Wrinkled Around the Knuckles

I was putting you to bed tonight, and we were lying in bed. You were playing and my hand was on your back. It didn’t look like my hand though. My hands have always been the hands of a young man, a kid. These hands were slightly worn, wrinkled. They were the hands of my father, now mine.

I remember as a kid, a few years older than you are now, and my dad was about my age–even younger. I would look at his hands, wrinkled around the knuckles and callused. They were Dad Hands. They were strong and capable and comforting. Those hands could fix your bike, stop a “bad guy,” or throw a baseball so high into the sky you couldn’t see it anymore. They were exceptional.

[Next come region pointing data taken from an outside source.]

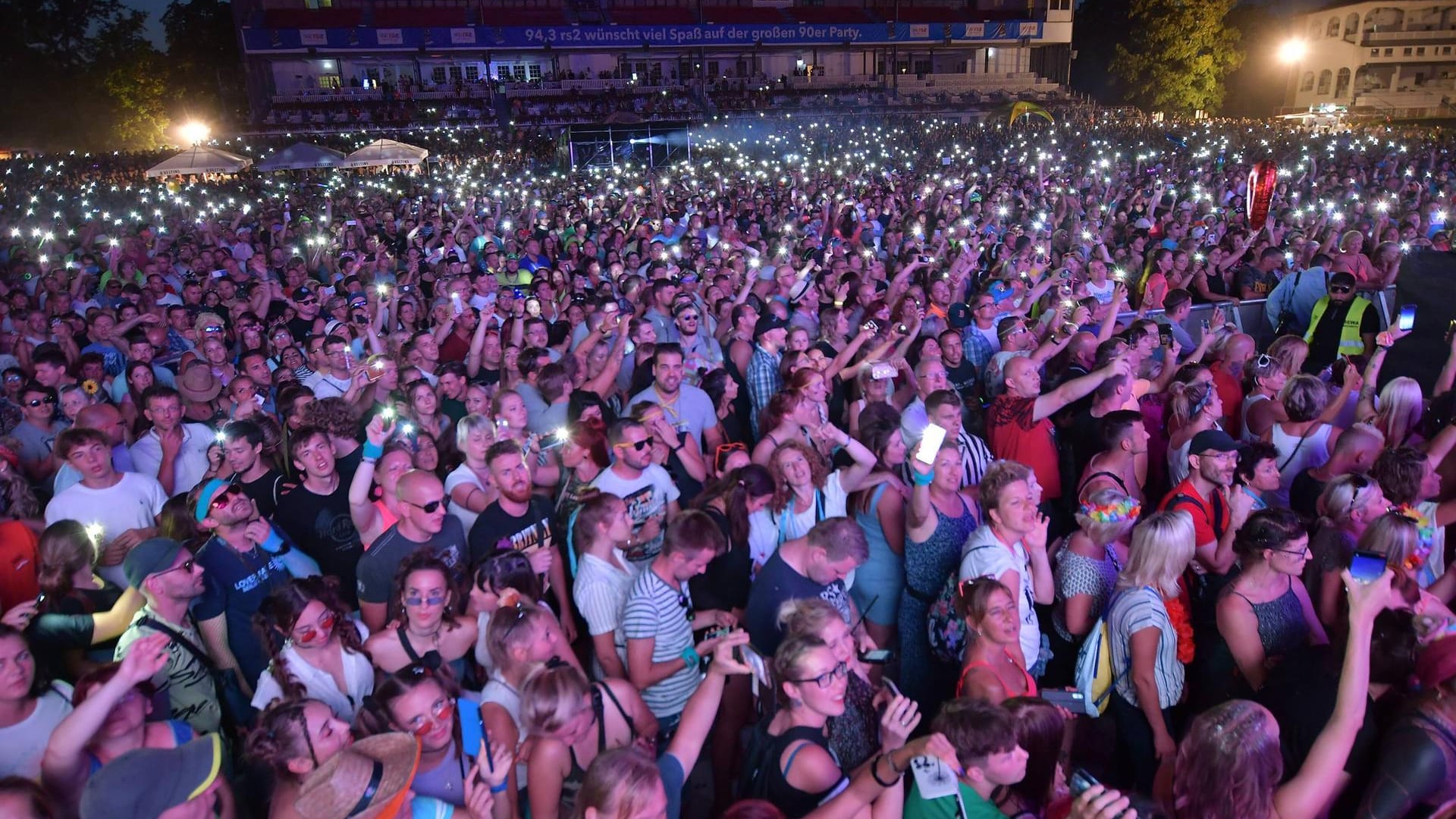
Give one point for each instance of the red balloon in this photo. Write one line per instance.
(1263, 178)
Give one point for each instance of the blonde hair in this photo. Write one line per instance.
(1161, 551)
(1345, 496)
(1400, 413)
(551, 697)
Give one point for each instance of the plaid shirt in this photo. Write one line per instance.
(764, 382)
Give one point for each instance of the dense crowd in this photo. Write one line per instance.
(737, 487)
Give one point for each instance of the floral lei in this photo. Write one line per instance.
(1116, 512)
(1180, 615)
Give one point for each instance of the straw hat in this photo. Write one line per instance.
(363, 781)
(199, 382)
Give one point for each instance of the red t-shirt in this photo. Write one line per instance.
(1209, 516)
(1014, 435)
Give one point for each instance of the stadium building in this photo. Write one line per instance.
(331, 64)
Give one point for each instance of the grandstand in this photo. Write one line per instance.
(343, 64)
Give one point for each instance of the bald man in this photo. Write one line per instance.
(105, 419)
(422, 523)
(1228, 378)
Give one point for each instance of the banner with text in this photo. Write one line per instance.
(363, 38)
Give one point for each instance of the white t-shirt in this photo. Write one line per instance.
(133, 503)
(984, 556)
(766, 529)
(22, 745)
(191, 461)
(462, 477)
(647, 496)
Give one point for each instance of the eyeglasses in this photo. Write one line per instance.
(827, 678)
(309, 632)
(187, 566)
(430, 601)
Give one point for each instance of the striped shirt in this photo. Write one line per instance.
(1133, 611)
(655, 611)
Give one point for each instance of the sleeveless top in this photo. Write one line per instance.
(181, 735)
(766, 771)
(571, 786)
(433, 659)
(1296, 455)
(1244, 416)
(1282, 623)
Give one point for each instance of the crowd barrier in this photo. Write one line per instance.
(1250, 316)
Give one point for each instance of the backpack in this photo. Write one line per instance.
(1094, 673)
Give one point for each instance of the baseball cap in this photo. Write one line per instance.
(767, 322)
(149, 781)
(1213, 441)
(149, 557)
(204, 497)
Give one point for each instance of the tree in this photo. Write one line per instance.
(139, 91)
(1180, 55)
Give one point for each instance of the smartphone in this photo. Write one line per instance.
(1366, 567)
(929, 444)
(1081, 781)
(1407, 318)
(1071, 700)
(877, 657)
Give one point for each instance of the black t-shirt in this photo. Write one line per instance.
(1304, 493)
(498, 529)
(724, 585)
(379, 564)
(324, 531)
(265, 491)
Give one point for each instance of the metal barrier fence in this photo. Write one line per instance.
(1251, 319)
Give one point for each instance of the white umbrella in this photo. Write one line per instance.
(300, 156)
(384, 152)
(200, 159)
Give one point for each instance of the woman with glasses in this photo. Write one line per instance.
(291, 739)
(1263, 378)
(316, 649)
(990, 670)
(789, 761)
(1347, 506)
(109, 717)
(1266, 613)
(568, 723)
(430, 632)
(455, 736)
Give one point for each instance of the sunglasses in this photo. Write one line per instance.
(325, 627)
(187, 566)
(827, 678)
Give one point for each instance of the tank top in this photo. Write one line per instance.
(1244, 416)
(1296, 455)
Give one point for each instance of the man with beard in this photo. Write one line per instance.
(522, 522)
(316, 512)
(424, 523)
(240, 567)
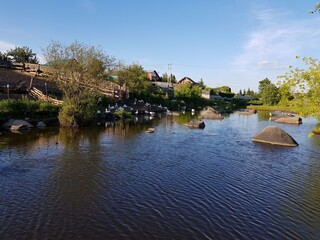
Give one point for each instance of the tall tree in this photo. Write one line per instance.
(77, 69)
(135, 78)
(269, 95)
(262, 84)
(187, 91)
(23, 54)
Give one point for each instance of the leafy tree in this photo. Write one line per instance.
(173, 78)
(187, 91)
(223, 89)
(23, 54)
(165, 78)
(77, 69)
(301, 88)
(136, 79)
(201, 84)
(262, 84)
(250, 92)
(269, 95)
(3, 56)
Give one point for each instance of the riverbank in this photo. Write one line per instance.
(274, 108)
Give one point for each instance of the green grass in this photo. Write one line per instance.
(27, 108)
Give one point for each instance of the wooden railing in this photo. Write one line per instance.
(36, 93)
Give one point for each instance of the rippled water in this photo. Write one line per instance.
(118, 182)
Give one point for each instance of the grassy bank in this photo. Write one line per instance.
(24, 108)
(275, 108)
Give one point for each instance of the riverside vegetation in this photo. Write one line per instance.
(77, 67)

Now those hands are mine, and I am the one that must fix bikes and throw balls and stop bad guys. The problem is, I am not ready to be the dad, because I still want to be the kid. I want to have the dad to help me and guide me. My hands aren’t quite capable enough to do all these things on my own yet. I am still learning, kiddo.

To you, I am the adult. I am The Dad. I am infallible (for the time being; before high school). I know what I am missing and what I am not capable of passing on though, kiddo. I don’t know how to fish. I’ve done it a few times, but I can’t teach it to you, I’m sorry. I don’t know how to fix cars. I don’t know how to make cinnamon rolls from scratch on Christmas day. There are a lot of things I just haven’t learned yet, and so many more things that I thought I would have plenty of time to learn. There’s always time. There’s always time. There’s always time.

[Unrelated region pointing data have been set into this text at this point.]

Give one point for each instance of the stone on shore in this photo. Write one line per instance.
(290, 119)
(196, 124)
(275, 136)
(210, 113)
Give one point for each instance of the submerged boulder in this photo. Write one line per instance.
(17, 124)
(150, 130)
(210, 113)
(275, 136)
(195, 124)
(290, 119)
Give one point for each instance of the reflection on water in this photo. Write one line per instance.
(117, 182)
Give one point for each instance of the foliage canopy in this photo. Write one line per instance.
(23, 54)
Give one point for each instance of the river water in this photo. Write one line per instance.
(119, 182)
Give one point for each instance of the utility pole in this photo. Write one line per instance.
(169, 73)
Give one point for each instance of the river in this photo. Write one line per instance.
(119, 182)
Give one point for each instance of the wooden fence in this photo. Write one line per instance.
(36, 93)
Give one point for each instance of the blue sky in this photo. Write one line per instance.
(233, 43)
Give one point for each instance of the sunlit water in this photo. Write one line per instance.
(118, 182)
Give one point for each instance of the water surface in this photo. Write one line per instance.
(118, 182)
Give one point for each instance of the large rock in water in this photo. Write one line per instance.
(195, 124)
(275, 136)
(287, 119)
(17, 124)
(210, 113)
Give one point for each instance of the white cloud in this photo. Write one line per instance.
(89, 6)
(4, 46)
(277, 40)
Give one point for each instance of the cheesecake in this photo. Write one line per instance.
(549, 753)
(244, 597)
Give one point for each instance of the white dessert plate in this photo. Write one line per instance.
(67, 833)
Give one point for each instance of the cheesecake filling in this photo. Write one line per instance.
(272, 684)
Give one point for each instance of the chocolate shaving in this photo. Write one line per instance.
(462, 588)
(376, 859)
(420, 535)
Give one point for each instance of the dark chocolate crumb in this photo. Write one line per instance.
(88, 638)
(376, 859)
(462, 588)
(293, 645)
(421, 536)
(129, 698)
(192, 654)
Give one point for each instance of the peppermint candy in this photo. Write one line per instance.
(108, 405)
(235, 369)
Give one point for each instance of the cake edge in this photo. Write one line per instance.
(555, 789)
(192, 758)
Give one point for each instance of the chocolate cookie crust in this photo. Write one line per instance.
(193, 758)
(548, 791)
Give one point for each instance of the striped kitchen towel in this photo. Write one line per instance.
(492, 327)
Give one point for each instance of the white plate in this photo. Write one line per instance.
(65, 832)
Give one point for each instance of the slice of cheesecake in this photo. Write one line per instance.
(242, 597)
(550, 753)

There are many things I have learned from my dad that I will be able to show you, though. While I’ll never be as good as him, I do know that I can change a light fixture, I can install wood floors, I can play catch pretty well, and I hang Christmas lights with enough ‘gal’ dangits.’ The most important things I’ve learned from my dad, however, and that’s how to be a good man, a strong man, and a loving man.

My dad was an ambition guy. He was, after all, a fire chief by the age of 30. He accomplished more professionally in his career by 30 than most do their entire lives. He was driven and hard-working. It was never an issue, because we knew what he was doing was important work. He was home for dinner, to play catch on the weekends, and sometimes take us to fires with the sirens running–that was always awesome. I have always been so proud that he’s my dad. From a little kid when he’d come to school to teach the entire school about Stop, Drop, and Roll. I was always pulled up on the stage, and I never felt more special in my whole life. He’d come to school wearing his uniform and eat lunch with me, and it was the greatest feeling, having him there. I wouldn’t change any of it.

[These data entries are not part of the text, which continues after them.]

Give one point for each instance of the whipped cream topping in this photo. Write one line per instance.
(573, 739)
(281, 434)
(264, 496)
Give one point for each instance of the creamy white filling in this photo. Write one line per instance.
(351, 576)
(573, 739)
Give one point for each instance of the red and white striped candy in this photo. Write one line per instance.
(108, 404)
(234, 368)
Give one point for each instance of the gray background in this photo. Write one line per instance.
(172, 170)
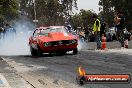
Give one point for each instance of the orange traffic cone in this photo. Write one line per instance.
(103, 42)
(126, 43)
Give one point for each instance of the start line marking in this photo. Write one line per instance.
(3, 82)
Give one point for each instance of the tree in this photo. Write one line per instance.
(8, 10)
(52, 12)
(83, 18)
(109, 7)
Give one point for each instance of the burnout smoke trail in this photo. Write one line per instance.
(19, 45)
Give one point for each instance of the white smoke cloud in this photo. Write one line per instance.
(17, 45)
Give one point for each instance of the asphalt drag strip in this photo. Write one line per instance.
(60, 71)
(9, 77)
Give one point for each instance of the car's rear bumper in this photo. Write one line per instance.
(60, 48)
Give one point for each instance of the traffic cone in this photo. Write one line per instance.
(103, 42)
(126, 43)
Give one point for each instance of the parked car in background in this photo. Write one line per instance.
(52, 39)
(127, 35)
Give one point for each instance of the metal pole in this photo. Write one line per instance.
(35, 12)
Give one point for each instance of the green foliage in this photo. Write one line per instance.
(109, 7)
(83, 19)
(8, 10)
(51, 12)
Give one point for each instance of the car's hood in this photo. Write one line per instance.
(56, 36)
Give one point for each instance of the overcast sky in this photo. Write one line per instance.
(88, 4)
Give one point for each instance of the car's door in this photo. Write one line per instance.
(34, 39)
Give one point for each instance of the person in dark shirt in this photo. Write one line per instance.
(102, 29)
(120, 28)
(96, 31)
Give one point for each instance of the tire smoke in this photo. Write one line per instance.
(18, 44)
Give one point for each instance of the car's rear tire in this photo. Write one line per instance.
(75, 51)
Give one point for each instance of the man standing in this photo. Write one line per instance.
(120, 28)
(96, 31)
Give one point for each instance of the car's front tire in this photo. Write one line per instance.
(75, 51)
(39, 52)
(33, 51)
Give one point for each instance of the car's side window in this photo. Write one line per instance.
(35, 33)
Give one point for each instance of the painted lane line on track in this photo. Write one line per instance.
(3, 82)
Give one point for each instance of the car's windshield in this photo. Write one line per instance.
(49, 30)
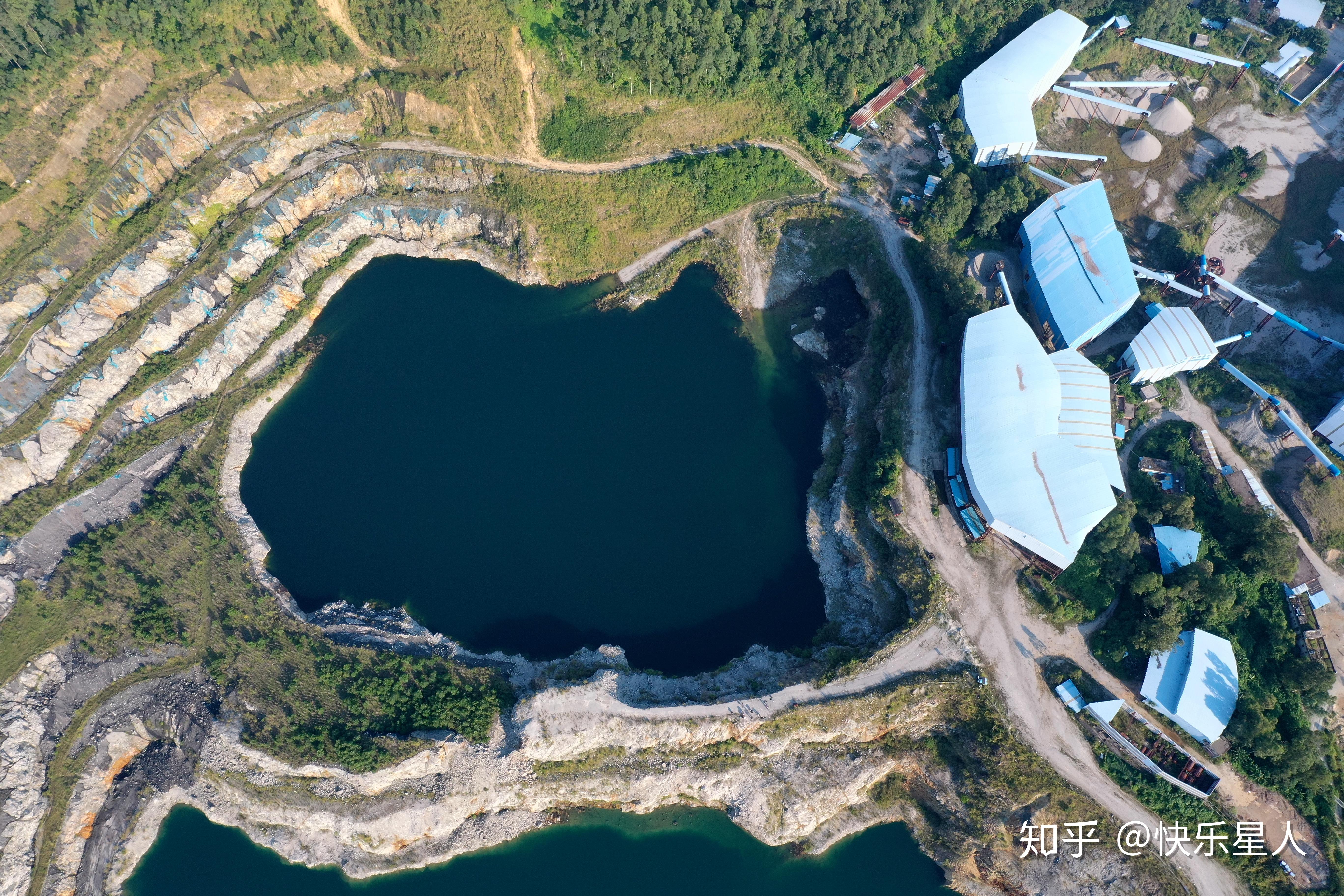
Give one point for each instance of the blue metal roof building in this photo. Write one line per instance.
(1176, 547)
(1078, 276)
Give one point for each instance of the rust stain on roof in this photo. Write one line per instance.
(1050, 498)
(1088, 260)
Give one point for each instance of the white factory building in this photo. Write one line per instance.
(996, 98)
(1038, 444)
(1173, 342)
(1195, 684)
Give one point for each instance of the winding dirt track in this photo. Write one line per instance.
(988, 604)
(538, 163)
(987, 600)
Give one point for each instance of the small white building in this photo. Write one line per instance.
(1038, 447)
(1195, 684)
(996, 97)
(1173, 342)
(1304, 13)
(1291, 56)
(1332, 428)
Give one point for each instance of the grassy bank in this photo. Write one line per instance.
(589, 225)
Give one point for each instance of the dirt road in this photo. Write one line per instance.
(540, 163)
(988, 604)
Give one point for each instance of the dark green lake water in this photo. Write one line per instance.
(527, 473)
(672, 852)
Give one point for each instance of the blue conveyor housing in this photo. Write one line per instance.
(1284, 414)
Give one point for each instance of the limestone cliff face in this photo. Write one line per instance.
(168, 147)
(205, 297)
(796, 776)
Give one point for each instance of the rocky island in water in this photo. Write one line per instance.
(810, 449)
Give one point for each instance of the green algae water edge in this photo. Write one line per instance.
(527, 473)
(670, 852)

I am very fortunate to be who I am because of him. I have a great role model of How to Be a Dad. How to Be a Provider. How to Be a Man. Now I have to piece those lessons together and somehow play charades well enough to make it believable, when I’m just fumbling along hoping you don’t realize that I am still a kid myself. When my hands, wrinkled around the knuckles, resemble my dads, they’ll never have the wisdom his do.